No, he wasn't looking for money. Which is most times the opening line. Mabe they know we don't really hold any money here on the premises.
'But...'
And, yes, there's usually a 'but' of some sort.
He'd been up here for some two or three years and now he was out of work. And out of gas as well. Would I give him not money to hand, but a top up on his gas meter card?
So I walked him round to the local post office. That's where you get these top-ups. And I then used my bit of plastic there to transfer some credit to his bit of plastic.
At least he'll be able (I hope) to get some warmth and cook his food (or the food that he gets from some where else).
It's never that easy knowing quite how to handle such folk. I don't like to be entirely naive and become just a soft touch who's easily taken for a ride. But on the other hand I don't want to show a hard, unfeeling approach which is at odds with all that Jesus is about.
So I don't do money, by and large, in circumstances of this sort. Food, yes. And now, I can see, there's more and more of this plastic-to-plastic scenario. And somehow through it all I'm wanting the guy to catch a sense of the presence and love of the Lord.
I was out later on seeing a man from the fellowship here who was involved in an accident this morning.
He's been out of work for a while and this morning he'd been on his way to a training course which he saw as being so very much the provision of God at this time.
Normally it costs thousands to go on this course, but he was getting on for free. Amazing!
But on his way, as he drove along, a woman had stepped right out in front of the car. She'd injured herself, and of course simply stopped him in his tracks.
Literally and metaphorically.
He was shaken up really badly. And understandably too.
(The woman was that embarassed she'd insisted the ambulance simply take her home and not to the hospital - she said she'd go to the doctor tomorrow, so presumably it wasn't that bad. There was a witness, too, who told the police what had happened and how he hadn't had a chance to avoid the woman at all).
When I heard what had happened the first thing I thought was how similar it was to what I'd been telling the children the previous day.
About the couple in Africa who set out on their way to follow the call of God and start in a new sphere of work: and they'd hardly gone any distance at all before they were hit by a goat which stopped the car (and them) in its tracks.
It seemed to me like this was some 'goat' of a woman who'd stepped out today and stopped this guy in his tracks. And that suggested to me that this was bound up with the fact that God was at work in his life and opening up at last a new sphere of work for this man.
It was good to see him and his wife later on and have time with them.
Not what I'd planned. But then, it wasn't what they had planned either.
It's how we handle the ups and downs and all the unexpecteds in our lives which is the crucial thing.
And then another unexpected thing. The undertaker rang.
Well, that's not that unexpected, I suppose. They quite often do!

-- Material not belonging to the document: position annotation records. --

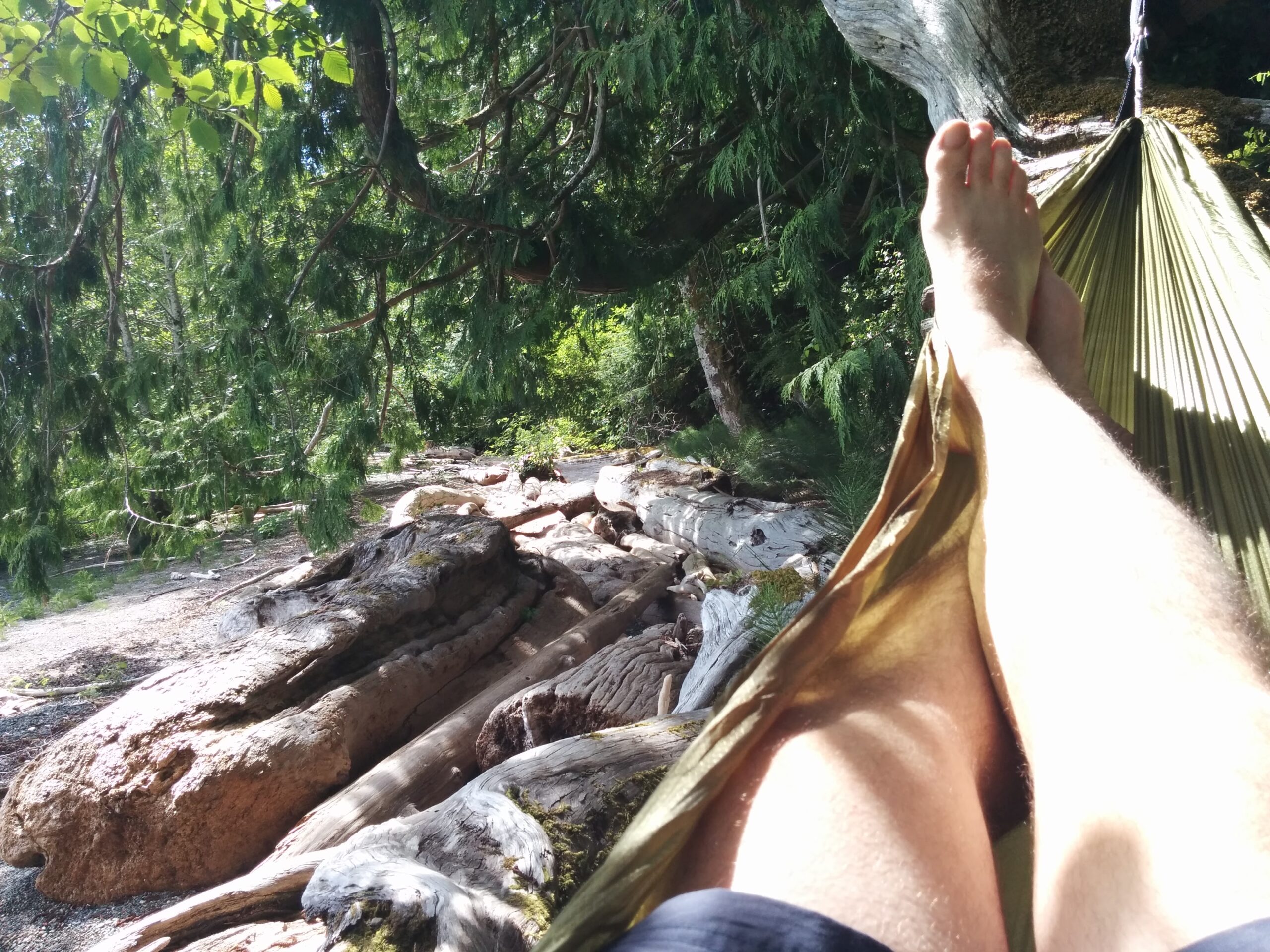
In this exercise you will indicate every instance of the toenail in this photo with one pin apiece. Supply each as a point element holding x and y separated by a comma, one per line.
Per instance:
<point>955,135</point>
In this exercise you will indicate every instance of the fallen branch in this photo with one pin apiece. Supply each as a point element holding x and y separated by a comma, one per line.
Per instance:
<point>232,590</point>
<point>75,688</point>
<point>425,771</point>
<point>266,890</point>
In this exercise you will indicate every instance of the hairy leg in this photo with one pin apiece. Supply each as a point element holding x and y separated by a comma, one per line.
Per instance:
<point>1119,635</point>
<point>864,803</point>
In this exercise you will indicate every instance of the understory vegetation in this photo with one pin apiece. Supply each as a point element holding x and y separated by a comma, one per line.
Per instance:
<point>243,248</point>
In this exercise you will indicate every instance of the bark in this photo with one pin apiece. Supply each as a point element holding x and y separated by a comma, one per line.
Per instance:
<point>439,761</point>
<point>197,772</point>
<point>619,685</point>
<point>733,531</point>
<point>722,376</point>
<point>488,867</point>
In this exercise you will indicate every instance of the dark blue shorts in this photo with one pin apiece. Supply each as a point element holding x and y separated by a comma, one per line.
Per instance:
<point>722,921</point>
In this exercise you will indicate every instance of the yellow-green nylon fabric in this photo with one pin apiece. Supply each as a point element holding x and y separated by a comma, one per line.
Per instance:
<point>1175,278</point>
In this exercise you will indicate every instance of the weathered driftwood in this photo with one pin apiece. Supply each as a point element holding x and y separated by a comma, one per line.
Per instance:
<point>742,534</point>
<point>295,936</point>
<point>487,869</point>
<point>197,772</point>
<point>270,890</point>
<point>724,648</point>
<point>605,568</point>
<point>619,685</point>
<point>423,499</point>
<point>441,760</point>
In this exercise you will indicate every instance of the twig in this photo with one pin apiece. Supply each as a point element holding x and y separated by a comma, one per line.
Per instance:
<point>254,579</point>
<point>74,688</point>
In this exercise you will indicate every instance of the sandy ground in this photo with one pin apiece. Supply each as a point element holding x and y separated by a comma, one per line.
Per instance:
<point>134,629</point>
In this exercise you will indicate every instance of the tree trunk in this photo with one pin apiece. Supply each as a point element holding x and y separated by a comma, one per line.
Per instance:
<point>200,771</point>
<point>733,531</point>
<point>619,685</point>
<point>722,376</point>
<point>491,866</point>
<point>443,758</point>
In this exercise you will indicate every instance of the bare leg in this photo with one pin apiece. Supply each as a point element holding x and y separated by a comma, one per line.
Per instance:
<point>1119,635</point>
<point>864,804</point>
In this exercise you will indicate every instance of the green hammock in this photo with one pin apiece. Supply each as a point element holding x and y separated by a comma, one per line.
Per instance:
<point>1175,278</point>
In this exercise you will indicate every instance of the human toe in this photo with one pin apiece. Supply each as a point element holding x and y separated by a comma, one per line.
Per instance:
<point>981,154</point>
<point>1003,163</point>
<point>949,154</point>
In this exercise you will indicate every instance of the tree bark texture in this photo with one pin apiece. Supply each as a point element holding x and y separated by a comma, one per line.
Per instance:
<point>619,685</point>
<point>733,531</point>
<point>443,758</point>
<point>487,869</point>
<point>197,772</point>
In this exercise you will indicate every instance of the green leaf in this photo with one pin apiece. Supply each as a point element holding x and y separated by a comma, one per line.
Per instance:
<point>99,75</point>
<point>242,88</point>
<point>336,66</point>
<point>205,136</point>
<point>26,98</point>
<point>201,85</point>
<point>278,70</point>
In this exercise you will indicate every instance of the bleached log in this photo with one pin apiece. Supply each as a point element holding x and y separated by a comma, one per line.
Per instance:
<point>197,772</point>
<point>480,871</point>
<point>423,499</point>
<point>435,765</point>
<point>268,890</point>
<point>738,532</point>
<point>605,568</point>
<point>619,685</point>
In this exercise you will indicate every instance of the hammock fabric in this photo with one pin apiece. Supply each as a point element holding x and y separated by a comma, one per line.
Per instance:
<point>1175,278</point>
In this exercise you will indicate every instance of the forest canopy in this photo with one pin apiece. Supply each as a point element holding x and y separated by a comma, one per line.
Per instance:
<point>246,244</point>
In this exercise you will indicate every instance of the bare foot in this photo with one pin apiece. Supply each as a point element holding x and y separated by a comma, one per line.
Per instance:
<point>1057,333</point>
<point>982,239</point>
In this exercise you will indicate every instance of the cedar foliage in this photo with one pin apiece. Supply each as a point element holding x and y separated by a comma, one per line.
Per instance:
<point>509,237</point>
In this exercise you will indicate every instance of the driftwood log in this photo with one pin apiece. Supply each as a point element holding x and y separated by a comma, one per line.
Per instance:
<point>443,758</point>
<point>619,685</point>
<point>737,532</point>
<point>197,772</point>
<point>488,869</point>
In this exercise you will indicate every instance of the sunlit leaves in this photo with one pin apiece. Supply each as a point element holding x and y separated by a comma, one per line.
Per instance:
<point>205,135</point>
<point>334,64</point>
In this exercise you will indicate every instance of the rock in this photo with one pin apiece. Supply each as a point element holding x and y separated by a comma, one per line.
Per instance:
<point>418,502</point>
<point>616,686</point>
<point>198,771</point>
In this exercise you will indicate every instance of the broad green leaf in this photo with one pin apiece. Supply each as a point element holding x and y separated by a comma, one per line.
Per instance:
<point>200,85</point>
<point>336,66</point>
<point>246,125</point>
<point>278,70</point>
<point>120,64</point>
<point>44,76</point>
<point>99,75</point>
<point>205,136</point>
<point>242,88</point>
<point>26,98</point>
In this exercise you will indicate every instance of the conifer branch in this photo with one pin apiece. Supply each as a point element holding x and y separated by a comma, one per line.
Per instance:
<point>398,298</point>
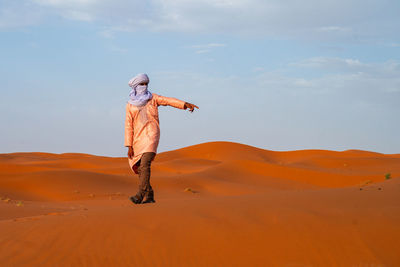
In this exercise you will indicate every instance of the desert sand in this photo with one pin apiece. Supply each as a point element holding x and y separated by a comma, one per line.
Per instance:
<point>217,204</point>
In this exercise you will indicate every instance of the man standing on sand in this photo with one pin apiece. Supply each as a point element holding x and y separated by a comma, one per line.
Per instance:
<point>142,131</point>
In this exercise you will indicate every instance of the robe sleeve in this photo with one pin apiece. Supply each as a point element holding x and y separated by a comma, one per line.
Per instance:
<point>170,101</point>
<point>128,127</point>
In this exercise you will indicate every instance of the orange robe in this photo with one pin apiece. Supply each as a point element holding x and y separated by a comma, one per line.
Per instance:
<point>142,126</point>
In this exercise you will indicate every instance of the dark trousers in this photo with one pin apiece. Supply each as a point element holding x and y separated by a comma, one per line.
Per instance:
<point>144,165</point>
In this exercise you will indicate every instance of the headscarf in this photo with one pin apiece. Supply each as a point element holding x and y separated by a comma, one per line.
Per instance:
<point>139,94</point>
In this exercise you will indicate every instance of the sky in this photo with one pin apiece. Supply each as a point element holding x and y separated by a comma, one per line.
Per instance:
<point>278,75</point>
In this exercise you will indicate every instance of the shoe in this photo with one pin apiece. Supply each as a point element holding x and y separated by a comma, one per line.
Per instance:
<point>149,197</point>
<point>136,199</point>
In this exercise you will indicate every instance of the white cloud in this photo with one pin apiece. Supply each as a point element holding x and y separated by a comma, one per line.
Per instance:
<point>312,19</point>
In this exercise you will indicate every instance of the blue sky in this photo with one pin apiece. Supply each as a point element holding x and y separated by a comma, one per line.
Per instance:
<point>279,75</point>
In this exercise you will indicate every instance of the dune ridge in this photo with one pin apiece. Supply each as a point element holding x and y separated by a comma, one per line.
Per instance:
<point>242,205</point>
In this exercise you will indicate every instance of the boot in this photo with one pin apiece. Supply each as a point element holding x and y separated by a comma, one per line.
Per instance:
<point>137,199</point>
<point>149,197</point>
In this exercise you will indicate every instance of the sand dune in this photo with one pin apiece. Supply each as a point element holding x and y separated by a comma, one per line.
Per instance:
<point>246,207</point>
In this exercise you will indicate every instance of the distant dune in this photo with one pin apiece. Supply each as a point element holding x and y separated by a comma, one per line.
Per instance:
<point>217,204</point>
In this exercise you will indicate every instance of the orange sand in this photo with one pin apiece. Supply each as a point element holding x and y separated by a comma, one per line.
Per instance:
<point>245,207</point>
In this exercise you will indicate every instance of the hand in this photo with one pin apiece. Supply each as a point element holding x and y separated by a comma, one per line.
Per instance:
<point>190,106</point>
<point>130,152</point>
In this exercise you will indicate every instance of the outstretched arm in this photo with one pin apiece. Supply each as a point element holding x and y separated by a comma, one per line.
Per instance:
<point>174,102</point>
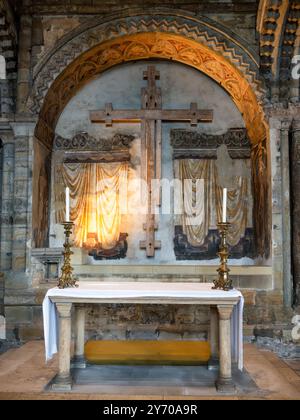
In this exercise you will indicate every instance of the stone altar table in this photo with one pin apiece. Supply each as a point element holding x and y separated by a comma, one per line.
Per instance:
<point>226,332</point>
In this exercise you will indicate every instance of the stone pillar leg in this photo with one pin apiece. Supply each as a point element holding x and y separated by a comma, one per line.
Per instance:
<point>225,383</point>
<point>63,381</point>
<point>213,363</point>
<point>79,361</point>
<point>295,158</point>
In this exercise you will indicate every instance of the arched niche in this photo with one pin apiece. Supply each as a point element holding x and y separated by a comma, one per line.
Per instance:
<point>144,46</point>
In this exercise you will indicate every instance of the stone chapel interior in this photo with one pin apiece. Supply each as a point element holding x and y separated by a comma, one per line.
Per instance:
<point>96,97</point>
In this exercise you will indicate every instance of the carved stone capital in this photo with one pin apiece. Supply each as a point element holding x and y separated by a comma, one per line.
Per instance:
<point>192,144</point>
<point>64,310</point>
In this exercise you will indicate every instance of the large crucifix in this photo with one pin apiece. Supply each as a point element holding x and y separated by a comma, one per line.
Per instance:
<point>151,115</point>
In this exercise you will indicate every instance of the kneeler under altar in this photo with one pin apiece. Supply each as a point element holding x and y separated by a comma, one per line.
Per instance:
<point>226,329</point>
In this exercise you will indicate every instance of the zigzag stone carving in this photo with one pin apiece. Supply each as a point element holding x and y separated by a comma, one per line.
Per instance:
<point>94,33</point>
<point>189,144</point>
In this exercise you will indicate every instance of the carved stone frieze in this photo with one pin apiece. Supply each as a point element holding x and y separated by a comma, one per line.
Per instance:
<point>192,144</point>
<point>93,33</point>
<point>83,148</point>
<point>209,250</point>
<point>145,46</point>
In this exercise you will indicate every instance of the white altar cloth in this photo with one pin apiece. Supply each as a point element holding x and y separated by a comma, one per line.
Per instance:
<point>138,290</point>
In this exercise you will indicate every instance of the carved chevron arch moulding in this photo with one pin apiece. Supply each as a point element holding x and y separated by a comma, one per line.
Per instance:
<point>99,30</point>
<point>145,46</point>
<point>141,46</point>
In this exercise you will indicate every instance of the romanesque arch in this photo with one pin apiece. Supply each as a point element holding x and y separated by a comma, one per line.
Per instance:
<point>140,38</point>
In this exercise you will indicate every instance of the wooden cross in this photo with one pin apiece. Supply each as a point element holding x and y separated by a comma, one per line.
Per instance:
<point>151,115</point>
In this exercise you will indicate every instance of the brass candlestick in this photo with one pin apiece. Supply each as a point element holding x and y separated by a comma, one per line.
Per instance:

In a roundabout sort of way I had a connection with the grandson of the man who'd died. And the son of the man who'd died was in touch to say how thrilled he was that I was able to conduct the service later on this week.
It seems the man who'd died had come to faith just a very short time before he'd finally died, as his son had sat and prayed with him.
So they want the hymn 'Amazing grace' - and I can well see why! It should be quite a service.
But again, I'm seeing the wonderful ways the Lord just makes these connections. Threads that stretch back many years which he's carefully set in place for a moment such as this.
Or threads like the contact with Jimmy today which who knows when or where may get woven by God into a whole new life for him.
That's what I mean about seeing what's going on. Behind the scenes, as it were. Behind what meets the eye.
I often think of the way that Jesus said 'My Father is always working' - because that's so profoundly true. Always at work, doing some amazing things.
And what Jesus went on to say is absolutely vital for the sort of life he lived. He made it clear he could (or would) only do what he saw his Father doing.
That's how I try to live. Trying to see what this amazing God is doing in the multitude of different sets of circumstances going on. And then tagging along and doing my bit with him.
It makes for an exciting, absorbing sort of life!